In November 2014, one of the municipal insurers for the Village of Oak Lawn filed a federal lawsuit seeking a declaratory judgment and requesting the court to order that the insurer not be required to pay its portion of a $3 million settlement to a resident who was shot six times by an Oak Lawn police officer.  In the underlying lawsuit, the plaintiff was shot six times at his house after two Oak Lawn police officers responded based on a report of a drunk and suicidal man. Upon arriving at his house, the officers encountered the plaintiff who was acting despondent and threatening them with a large knife. After it appeared as though the plaintiff was about to throw the knife at one of the officers, an officer shot the man with a stun gun. He fell to the floor but then again rose to his knees and lifted his knife.
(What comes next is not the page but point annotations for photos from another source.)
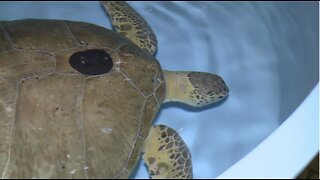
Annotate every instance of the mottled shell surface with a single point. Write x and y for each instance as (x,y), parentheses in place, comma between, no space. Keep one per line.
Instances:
(58,123)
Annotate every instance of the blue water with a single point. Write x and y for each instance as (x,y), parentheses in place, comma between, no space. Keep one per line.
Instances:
(267,53)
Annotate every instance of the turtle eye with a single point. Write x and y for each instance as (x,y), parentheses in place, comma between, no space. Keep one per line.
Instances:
(91,62)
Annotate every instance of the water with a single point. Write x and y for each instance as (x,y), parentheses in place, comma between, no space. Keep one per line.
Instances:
(267,53)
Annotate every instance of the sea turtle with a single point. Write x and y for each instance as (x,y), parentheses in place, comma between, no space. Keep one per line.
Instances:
(78,100)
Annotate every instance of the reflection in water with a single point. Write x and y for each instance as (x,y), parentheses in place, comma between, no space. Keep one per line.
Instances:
(249,44)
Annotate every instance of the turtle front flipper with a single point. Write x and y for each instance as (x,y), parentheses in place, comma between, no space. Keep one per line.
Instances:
(129,23)
(166,154)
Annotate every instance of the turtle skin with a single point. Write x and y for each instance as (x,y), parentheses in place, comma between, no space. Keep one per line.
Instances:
(76,100)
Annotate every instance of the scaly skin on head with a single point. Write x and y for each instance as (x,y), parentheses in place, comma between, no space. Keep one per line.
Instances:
(194,88)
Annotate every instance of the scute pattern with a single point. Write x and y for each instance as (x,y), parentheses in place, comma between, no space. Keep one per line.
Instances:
(53,134)
(20,64)
(135,63)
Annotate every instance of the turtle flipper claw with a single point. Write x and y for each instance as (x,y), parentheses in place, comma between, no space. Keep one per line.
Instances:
(166,155)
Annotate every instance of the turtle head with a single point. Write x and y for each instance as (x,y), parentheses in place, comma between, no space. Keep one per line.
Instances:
(194,88)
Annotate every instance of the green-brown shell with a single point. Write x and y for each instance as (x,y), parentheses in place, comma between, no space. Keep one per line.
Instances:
(58,123)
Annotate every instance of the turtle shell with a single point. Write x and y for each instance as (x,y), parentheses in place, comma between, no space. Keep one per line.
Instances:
(76,100)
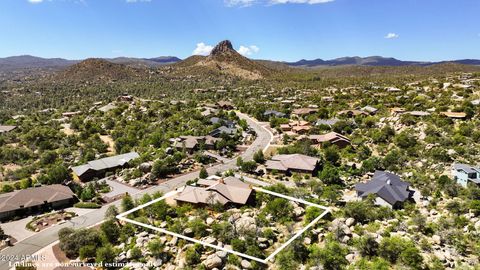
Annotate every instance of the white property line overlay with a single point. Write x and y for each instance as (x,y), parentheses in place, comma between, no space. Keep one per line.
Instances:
(123,215)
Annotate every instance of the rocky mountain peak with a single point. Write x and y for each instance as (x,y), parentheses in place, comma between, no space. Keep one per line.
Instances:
(222,47)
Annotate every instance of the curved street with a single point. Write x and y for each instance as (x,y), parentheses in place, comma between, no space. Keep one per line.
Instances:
(34,243)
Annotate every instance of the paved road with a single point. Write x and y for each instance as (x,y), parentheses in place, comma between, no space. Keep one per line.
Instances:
(44,238)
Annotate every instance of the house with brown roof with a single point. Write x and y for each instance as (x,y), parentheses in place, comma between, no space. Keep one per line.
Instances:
(98,168)
(71,114)
(296,127)
(353,113)
(388,188)
(194,143)
(225,105)
(5,129)
(418,113)
(454,115)
(28,201)
(223,191)
(397,110)
(332,138)
(304,111)
(293,163)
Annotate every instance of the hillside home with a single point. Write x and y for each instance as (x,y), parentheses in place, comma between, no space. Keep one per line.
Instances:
(34,200)
(223,130)
(273,113)
(71,114)
(293,163)
(353,113)
(454,115)
(194,143)
(98,168)
(304,111)
(371,110)
(225,105)
(388,189)
(125,98)
(332,138)
(223,122)
(418,113)
(5,129)
(224,191)
(397,111)
(107,108)
(327,122)
(463,173)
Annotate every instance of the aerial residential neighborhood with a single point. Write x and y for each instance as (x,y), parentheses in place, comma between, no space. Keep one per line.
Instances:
(239,135)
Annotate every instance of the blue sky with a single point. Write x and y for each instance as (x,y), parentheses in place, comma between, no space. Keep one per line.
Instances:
(288,30)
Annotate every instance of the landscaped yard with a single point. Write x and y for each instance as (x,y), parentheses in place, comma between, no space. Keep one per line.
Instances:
(44,221)
(258,230)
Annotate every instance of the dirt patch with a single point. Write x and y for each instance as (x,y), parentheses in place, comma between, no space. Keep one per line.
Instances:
(107,139)
(59,254)
(67,130)
(48,220)
(9,167)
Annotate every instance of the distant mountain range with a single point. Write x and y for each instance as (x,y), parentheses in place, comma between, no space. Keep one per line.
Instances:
(31,62)
(372,61)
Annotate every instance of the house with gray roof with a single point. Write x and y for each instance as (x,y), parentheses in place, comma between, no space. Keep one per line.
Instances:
(463,173)
(194,143)
(293,163)
(332,138)
(5,129)
(33,200)
(273,113)
(223,191)
(388,188)
(223,122)
(370,109)
(327,122)
(98,168)
(223,130)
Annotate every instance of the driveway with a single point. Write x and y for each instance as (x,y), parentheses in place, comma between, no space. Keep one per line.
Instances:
(16,229)
(119,188)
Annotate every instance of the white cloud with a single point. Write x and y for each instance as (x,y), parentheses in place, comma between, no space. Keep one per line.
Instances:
(247,3)
(392,36)
(72,1)
(310,2)
(241,3)
(202,49)
(248,50)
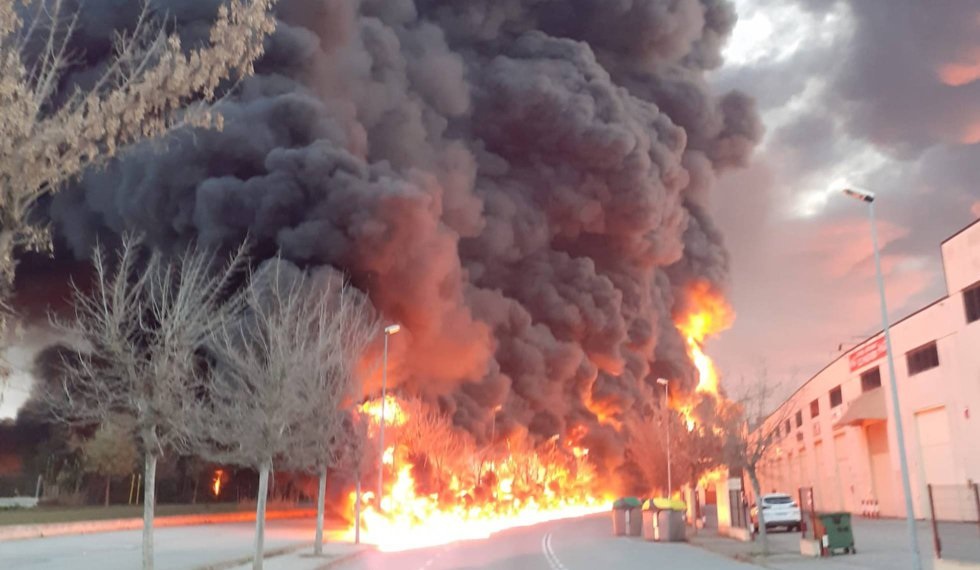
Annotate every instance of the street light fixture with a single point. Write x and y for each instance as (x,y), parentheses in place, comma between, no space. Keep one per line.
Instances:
(389,330)
(869,199)
(663,382)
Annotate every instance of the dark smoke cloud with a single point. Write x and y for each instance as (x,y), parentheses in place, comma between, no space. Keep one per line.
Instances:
(521,183)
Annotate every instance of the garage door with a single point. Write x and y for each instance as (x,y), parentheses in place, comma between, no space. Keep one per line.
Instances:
(935,452)
(936,465)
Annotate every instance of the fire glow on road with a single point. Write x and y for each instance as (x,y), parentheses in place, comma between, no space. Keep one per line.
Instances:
(527,487)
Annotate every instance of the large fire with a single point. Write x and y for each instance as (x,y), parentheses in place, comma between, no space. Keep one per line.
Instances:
(471,493)
(216,482)
(711,315)
(440,487)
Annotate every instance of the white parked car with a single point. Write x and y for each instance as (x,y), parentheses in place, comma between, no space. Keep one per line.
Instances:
(779,510)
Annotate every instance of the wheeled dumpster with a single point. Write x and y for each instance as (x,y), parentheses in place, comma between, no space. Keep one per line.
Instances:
(663,520)
(836,532)
(627,516)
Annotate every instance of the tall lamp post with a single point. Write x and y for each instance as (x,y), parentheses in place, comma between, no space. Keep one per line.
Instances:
(869,199)
(389,330)
(663,382)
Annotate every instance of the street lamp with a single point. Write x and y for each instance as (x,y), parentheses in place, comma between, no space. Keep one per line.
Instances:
(869,199)
(389,330)
(666,384)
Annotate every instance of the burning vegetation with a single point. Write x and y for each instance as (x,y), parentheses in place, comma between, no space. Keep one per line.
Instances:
(522,186)
(440,487)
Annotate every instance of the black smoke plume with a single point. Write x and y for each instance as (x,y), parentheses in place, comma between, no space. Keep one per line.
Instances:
(522,184)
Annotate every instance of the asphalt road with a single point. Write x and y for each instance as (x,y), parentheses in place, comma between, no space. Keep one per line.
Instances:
(177,548)
(580,544)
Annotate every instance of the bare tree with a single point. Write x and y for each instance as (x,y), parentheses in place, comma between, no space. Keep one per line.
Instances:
(138,333)
(279,368)
(431,433)
(151,86)
(750,431)
(110,452)
(344,325)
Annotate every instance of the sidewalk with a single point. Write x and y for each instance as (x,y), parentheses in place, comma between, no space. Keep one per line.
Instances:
(301,558)
(881,545)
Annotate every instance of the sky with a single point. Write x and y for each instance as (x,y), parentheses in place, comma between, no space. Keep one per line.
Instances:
(881,95)
(878,94)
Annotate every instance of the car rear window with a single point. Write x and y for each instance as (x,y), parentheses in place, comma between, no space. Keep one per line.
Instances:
(778,500)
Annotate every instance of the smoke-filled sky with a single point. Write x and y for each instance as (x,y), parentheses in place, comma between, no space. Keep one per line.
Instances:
(533,187)
(524,185)
(880,94)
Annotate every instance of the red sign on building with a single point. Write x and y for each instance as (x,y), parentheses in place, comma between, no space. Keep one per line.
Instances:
(871,352)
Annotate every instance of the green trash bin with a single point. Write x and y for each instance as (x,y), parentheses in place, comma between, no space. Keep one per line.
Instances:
(836,532)
(619,518)
(621,510)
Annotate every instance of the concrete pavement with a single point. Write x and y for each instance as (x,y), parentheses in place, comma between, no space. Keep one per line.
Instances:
(881,545)
(176,548)
(580,544)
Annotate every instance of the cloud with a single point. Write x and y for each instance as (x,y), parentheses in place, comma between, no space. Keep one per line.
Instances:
(883,99)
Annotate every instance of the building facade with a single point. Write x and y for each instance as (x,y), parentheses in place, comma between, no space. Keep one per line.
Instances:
(837,433)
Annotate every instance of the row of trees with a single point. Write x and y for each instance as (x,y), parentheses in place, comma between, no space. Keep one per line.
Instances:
(202,355)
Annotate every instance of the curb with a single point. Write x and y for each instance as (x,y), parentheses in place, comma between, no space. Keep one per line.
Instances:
(246,559)
(344,559)
(22,532)
(336,561)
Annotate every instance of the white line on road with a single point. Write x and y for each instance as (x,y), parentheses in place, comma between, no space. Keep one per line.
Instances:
(549,553)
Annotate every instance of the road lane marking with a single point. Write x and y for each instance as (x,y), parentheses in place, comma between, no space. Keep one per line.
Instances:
(549,553)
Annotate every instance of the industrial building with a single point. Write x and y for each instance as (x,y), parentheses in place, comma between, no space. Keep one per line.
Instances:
(837,432)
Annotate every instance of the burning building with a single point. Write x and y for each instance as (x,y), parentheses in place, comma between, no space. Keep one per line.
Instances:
(523,185)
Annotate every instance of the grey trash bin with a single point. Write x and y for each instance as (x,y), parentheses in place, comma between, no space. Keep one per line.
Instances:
(619,522)
(635,524)
(661,524)
(671,526)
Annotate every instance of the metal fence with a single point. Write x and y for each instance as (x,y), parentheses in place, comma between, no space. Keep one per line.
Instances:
(955,516)
(739,507)
(808,513)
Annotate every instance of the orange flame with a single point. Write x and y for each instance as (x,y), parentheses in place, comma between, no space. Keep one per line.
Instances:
(711,315)
(530,486)
(216,483)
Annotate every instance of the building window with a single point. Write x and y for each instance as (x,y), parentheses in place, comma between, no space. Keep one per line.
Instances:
(871,379)
(922,358)
(971,302)
(836,397)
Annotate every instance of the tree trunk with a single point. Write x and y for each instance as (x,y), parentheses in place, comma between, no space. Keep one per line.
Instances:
(760,514)
(320,498)
(260,515)
(149,504)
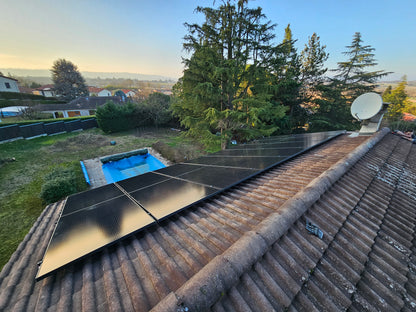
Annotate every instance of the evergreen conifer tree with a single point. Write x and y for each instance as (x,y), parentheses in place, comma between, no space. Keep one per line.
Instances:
(224,88)
(398,100)
(353,75)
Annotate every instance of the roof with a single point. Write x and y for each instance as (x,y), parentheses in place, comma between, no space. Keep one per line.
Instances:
(95,89)
(90,102)
(8,78)
(23,89)
(47,87)
(247,248)
(125,91)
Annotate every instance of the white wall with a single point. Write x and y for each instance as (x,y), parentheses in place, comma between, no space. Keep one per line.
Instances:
(8,85)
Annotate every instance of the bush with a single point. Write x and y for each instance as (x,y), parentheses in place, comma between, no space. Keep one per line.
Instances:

At this point, the other officer fired six shots, nearly killing the plaintiff and causing severe and permanent injury.  In the underlying civil lawsuit filed by the plaintiff, the Village entered into a settlement for $3 million. The declaratory action was then filed by the Village’s excess insurance carrier for the $1 million portion of the settlement not covered by the Village’s primary insurance carrier.

In the federal declaratory action, the Village’s insurance carrier argued that it is not required to pay its portion of the $3 million pursuant to its liability insurance with the municipality because (1) the municipality failed to notify the insurance company of the shooting until nearly three years after it occurred, and (2) the officers’ conduct described in the underlying lawsuit constituted “willful and wanton conduct” which was excluded under the policy.

While this case remains pending, it serves as a reminder to all municipalities who may be wrestling with the effects of the recent tragic encounters between citizens and police. to also re-evaluate their insurance coverage and what may or may not be covered involving the use of deadly force by their police officers. The name of the case pending in the Northern District of Illinois is Essex Ins. Co. v. Village of Oak Lawn, et al., N.D.Ill. Case #: 14 CV 4572.